I posted one morning on FB, as I’ve done many times before, about my struggles with parenting– a whole list of things that make parenting particularly challenging for me. It was pretty cathartic to say those things “aloud,” but as I got to the end, I felt the need to make it more palatable, to drop some sugary prose on the end like, “But parenting is also wonderful and grand and blah, blah, blah.” And I actually did it. I typed up a quick, cute little something so no one would accuse me of not being grateful for my children or not enjoying the journey. ‘Cus, ya now, God forbid a mother doesn’t enjoy parenthood every second of every day.
But you know what, I took that ish off! Because though it was true (parenting is great and so are children), the road is not smooth and it does not always feel good. And that prickly discomfort is what I wanted to communicate, NOT the warm fuzzies that come at other times. But for some reason, mothers are made to feel bad for not always enjoying the ride. We’re supposed to grin and bear and act like our mystical ties to our children blot out the magnitude of this task. They don’t. I love my children in an unimaginable way and thank God for them daily, but that love and thankfulness don’t temper the strain and friction of being responsible for a tiny person’s life. It’s tough, and I should be able to say that without feeling like I’m doing something wrong.
And so I did. I said what I wanted to say in the way I wanted to say it and drowned out the voices that whispered, “Shame on you for being other than happy. Shame on you for not presenting yourself in the expected way.” As I submerged those voices and muffled their condemning cries, I was left with a silence that allowed me to feel ok about not feeling ok.

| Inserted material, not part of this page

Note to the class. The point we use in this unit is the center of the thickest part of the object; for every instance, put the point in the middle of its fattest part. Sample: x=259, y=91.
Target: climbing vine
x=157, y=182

We all need that. We all need to be able to say, “These kids are getting on ALL my nerves and I’m ready to blow,” without someone else saying, “Oh, but children are so precious. Be thankful.” Sigh. Yes, I know children are precious, but sometimes they fight and lie and break things and whine and don’t listen and disturb my peace and make my left eye twitch just a little. And when that happens, I’m not thinking about how precious they are. I’m thinking about how lucky they are that I choose not to use corporal punishment. I’m also thinking about what room I can lock myself in just to get some space. And then it passes and I’m able to function again. But I need my moment. Don’t deny me that.
It is downright oppressive to condition mothers to bury our feelings under a forced smile. Even though most people are trying to help by reminding us of the good, it feels like judgment and it feels like we’ve done something wrong for sharing how we feel.
For those who are wondering, a better response would be to say, “I know how that feels/I’ve been there.” Or maybe you don’t know how it feels and haven’t been there. In that case, just say, “That sounds tough. Hope it gets better.” Silence works too. Sometimes just saying it aloud does wonders. We don’t always need a response. Aside from HELP and support, all we need is the space to truly feel and process the full range of emotions parenting produces.